Along with downtown Kitchener, the centre of Cambridge’s Galt section is the place where most opioid overdoses take place.
According to a study last year from Region of Waterloo Paramedic Services, the number of opioid-related overdose emergency calls is soaring in the region, and Cambridge carries far more than its share of the problem.
In 2017 there were 71 deaths in Waterloo Region in which drug overdose was suspected. Twentynine of those deaths were in Cambridge.
It’s a city with 22 per cent of the population, but 41 per cent of the overdose deaths.
As the Region of Waterloo moves to establish supervised injection sites and/or overdose protection sites — where addicts can take their illegal drugs with the benefit of medical supervision, access to counselling and other support — Cambridge representatives asked for the core areas of Preston, Galt, and Hespeler to be excluded.
Regional council deferred that request Tuesday, reasoning it didn’t want to prejudice its own process.
Later in the day, Cambridge council made a countermove. Councillors passed an interim
control bylaw prohibiting any kind of overdose-prevention or supervised-injection facility from being established in any of its core areas.
The ban extends to a 500-metre “buffer zone” around the cores as well. The city will hire a consultant to recommend the best locations for this facility.
One of the places that will likely be looked at is Cambridge Memorial Hospital on Coronation Boulevard. But it’s not easy to get to without a car.
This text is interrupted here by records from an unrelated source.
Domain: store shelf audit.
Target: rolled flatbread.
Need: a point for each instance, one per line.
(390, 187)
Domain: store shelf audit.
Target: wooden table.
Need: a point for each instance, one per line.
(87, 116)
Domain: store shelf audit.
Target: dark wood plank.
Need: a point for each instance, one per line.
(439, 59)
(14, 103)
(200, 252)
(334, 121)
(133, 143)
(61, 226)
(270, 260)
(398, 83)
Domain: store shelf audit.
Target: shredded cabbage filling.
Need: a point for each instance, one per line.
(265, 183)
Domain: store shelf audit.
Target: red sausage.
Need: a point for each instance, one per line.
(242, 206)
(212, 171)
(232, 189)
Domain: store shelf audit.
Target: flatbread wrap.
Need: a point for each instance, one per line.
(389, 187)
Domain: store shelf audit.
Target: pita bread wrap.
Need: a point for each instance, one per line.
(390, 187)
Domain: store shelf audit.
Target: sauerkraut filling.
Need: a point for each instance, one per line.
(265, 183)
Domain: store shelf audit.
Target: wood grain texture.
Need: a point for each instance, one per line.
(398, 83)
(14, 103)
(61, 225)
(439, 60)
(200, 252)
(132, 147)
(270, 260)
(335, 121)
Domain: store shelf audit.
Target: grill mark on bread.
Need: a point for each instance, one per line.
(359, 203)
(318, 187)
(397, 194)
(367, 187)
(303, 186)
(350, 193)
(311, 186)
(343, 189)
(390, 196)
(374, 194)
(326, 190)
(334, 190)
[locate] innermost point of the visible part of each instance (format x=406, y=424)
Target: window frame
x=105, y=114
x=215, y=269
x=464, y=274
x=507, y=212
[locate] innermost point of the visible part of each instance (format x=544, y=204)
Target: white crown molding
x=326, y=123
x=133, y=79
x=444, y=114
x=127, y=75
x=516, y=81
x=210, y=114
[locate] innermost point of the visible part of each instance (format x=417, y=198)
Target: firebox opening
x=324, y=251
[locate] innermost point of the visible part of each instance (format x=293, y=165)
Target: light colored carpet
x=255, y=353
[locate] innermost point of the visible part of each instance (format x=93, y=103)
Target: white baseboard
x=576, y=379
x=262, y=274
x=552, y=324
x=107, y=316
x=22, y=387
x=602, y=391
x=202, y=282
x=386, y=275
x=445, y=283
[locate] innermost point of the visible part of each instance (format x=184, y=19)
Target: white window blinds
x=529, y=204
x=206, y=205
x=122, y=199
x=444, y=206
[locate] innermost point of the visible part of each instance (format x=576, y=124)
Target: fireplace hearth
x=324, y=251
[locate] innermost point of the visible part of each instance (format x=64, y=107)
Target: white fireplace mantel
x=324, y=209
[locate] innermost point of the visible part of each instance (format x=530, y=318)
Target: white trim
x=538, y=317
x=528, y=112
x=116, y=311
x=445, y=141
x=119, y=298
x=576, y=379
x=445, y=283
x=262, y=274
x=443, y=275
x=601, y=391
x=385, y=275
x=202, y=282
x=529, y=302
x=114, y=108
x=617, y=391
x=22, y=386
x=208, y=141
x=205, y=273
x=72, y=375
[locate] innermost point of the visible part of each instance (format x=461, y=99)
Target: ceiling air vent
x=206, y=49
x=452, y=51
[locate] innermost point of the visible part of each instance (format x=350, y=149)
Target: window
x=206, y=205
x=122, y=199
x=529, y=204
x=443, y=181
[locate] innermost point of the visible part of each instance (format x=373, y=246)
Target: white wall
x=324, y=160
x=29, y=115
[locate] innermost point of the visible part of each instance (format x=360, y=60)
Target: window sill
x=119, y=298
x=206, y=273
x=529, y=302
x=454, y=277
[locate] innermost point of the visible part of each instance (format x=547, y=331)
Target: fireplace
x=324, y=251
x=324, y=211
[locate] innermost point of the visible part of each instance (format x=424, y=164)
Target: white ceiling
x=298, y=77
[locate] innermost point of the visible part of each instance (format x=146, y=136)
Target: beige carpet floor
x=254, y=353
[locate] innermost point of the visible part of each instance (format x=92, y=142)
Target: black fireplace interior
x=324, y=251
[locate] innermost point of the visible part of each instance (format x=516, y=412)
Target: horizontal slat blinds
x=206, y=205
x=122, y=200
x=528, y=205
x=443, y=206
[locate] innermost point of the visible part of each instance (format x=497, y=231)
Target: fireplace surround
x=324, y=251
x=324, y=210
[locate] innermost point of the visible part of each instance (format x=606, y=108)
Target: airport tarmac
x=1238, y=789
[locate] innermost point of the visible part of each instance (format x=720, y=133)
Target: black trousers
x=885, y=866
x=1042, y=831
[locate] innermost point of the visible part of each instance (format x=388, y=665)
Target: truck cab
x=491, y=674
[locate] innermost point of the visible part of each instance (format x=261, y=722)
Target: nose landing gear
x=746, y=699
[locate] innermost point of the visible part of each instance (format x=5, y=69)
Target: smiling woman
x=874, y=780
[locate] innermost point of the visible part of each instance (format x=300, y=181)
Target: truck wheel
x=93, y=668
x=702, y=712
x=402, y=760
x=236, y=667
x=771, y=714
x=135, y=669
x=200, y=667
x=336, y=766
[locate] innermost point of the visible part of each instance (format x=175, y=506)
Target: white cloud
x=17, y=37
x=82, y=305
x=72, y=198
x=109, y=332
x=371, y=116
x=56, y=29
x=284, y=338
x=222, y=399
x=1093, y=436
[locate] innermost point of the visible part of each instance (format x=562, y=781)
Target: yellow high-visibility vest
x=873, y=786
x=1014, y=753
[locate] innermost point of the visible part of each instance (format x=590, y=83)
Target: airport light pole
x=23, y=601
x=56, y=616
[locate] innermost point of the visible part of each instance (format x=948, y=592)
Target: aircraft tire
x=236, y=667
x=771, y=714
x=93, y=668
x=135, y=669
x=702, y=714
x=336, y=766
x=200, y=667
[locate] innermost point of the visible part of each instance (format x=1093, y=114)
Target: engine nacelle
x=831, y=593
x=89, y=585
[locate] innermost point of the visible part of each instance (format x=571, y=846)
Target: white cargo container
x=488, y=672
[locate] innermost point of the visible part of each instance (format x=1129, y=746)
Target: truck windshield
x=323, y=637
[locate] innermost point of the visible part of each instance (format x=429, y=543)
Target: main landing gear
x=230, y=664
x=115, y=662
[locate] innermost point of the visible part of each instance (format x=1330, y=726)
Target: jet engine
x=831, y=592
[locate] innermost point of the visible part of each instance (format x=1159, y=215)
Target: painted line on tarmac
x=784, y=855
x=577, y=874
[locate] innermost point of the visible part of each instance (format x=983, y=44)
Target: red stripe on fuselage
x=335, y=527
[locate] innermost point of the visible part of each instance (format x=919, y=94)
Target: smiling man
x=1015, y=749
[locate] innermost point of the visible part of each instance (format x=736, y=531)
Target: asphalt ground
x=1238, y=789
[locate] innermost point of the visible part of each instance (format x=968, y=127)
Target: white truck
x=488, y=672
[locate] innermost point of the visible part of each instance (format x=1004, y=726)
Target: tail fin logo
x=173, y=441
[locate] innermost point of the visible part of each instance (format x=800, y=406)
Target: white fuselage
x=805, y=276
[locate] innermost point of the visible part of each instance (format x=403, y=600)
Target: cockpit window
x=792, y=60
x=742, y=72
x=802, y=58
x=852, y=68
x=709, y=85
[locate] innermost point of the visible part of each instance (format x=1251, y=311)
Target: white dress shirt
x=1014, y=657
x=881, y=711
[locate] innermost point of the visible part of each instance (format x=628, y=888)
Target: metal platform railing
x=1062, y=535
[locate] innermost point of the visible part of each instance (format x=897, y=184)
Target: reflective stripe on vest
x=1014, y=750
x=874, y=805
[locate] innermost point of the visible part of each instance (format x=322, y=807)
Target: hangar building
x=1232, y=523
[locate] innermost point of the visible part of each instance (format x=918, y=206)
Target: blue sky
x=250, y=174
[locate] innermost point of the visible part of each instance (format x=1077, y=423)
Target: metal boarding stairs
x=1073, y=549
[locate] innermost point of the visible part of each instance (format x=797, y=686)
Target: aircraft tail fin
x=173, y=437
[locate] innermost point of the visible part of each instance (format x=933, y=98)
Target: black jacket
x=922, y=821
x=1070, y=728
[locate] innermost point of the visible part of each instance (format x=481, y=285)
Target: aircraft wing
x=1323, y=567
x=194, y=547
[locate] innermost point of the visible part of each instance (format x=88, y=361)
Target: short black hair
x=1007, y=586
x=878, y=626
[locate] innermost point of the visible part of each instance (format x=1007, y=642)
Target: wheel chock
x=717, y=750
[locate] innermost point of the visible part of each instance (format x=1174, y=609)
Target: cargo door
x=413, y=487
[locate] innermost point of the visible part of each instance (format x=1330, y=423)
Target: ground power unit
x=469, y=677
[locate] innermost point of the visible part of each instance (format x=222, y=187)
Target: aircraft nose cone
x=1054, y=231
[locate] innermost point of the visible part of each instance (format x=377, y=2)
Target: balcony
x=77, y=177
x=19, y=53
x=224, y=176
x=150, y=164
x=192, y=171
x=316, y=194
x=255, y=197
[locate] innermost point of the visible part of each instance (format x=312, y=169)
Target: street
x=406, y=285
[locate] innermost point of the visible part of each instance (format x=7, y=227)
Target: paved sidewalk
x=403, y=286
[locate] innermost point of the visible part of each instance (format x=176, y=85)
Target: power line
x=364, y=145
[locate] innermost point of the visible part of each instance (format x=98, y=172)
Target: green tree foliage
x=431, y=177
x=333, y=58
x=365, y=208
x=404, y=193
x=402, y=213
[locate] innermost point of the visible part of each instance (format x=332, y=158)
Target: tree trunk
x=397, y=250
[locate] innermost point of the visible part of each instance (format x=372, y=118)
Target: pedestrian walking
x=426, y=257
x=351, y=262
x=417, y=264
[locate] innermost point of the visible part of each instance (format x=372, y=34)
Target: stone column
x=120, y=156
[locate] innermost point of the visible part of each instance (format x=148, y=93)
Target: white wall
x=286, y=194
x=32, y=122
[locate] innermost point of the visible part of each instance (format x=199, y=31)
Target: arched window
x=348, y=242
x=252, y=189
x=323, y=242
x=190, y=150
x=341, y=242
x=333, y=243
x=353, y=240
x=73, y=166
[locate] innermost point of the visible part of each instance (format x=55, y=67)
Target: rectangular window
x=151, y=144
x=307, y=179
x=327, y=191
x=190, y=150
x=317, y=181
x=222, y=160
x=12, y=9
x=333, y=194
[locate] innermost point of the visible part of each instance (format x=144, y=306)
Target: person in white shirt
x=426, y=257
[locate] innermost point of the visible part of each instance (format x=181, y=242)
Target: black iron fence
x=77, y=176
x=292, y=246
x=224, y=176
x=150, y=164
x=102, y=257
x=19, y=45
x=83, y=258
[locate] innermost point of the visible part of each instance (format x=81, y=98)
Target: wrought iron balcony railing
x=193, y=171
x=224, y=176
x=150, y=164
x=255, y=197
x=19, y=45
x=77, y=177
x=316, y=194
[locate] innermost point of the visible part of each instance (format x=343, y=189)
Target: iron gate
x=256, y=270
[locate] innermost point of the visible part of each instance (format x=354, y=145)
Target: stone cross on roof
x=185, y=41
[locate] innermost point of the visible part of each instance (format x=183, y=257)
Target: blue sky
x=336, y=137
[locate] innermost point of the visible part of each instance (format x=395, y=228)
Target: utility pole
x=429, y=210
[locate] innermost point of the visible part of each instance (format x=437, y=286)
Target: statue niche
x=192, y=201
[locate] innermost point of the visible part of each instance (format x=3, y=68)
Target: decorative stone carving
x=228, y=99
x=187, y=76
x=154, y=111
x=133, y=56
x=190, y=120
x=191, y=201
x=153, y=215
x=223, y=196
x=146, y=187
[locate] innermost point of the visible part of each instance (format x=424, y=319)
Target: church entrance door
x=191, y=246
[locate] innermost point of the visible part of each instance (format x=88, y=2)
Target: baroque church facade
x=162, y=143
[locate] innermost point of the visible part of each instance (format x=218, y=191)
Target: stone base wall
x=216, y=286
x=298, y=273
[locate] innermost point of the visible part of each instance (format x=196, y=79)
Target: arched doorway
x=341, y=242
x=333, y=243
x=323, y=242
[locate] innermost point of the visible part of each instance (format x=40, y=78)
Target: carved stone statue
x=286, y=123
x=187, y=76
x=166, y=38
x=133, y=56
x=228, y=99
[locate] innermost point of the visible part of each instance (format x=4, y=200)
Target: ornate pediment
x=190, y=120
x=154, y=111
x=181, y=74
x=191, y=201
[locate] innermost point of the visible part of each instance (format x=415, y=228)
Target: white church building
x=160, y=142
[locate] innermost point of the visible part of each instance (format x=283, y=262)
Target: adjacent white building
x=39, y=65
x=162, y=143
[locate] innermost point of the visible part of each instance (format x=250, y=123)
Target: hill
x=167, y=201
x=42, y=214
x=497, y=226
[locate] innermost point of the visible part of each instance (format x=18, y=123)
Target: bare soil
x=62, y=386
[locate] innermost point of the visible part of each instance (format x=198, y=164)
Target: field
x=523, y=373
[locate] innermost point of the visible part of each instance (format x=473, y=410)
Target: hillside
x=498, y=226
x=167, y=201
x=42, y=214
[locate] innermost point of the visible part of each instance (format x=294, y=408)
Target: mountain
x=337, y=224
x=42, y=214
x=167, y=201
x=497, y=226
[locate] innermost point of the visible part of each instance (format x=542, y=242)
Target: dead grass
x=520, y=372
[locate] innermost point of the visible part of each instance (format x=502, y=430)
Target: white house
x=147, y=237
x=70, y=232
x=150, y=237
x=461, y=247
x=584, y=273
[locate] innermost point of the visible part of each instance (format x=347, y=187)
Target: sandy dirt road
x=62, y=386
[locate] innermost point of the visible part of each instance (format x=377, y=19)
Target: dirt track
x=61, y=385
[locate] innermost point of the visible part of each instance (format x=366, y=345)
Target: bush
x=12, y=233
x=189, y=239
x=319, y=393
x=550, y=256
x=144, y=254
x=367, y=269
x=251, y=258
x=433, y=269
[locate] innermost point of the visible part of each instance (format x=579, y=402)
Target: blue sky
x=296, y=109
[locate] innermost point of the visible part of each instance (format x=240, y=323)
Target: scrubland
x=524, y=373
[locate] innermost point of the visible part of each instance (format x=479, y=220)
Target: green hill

The city’s bylaw stays in effect for a year, which buys time for the councillors to make it through the municipal elections this fall without incurring the wrath of downtown businesses and homeowners.
Who it doesn’t buy time for are the people who are overdosing in the library, the riverside trails and other public places. These people are taking drugs in public mostly because they’re homeless and have nowhere else to go. This is the most common reason given in a survey of drug users done by the Region of Waterloo, as part of the research going into decisions about supervised injection sites.
A supervised facility where they can take their crystal meth and their painkilling opioids should cut down on the number of people doing it outdoors or in public buildings.
It should make Galt’s downtown a safer and more pleasant place to be.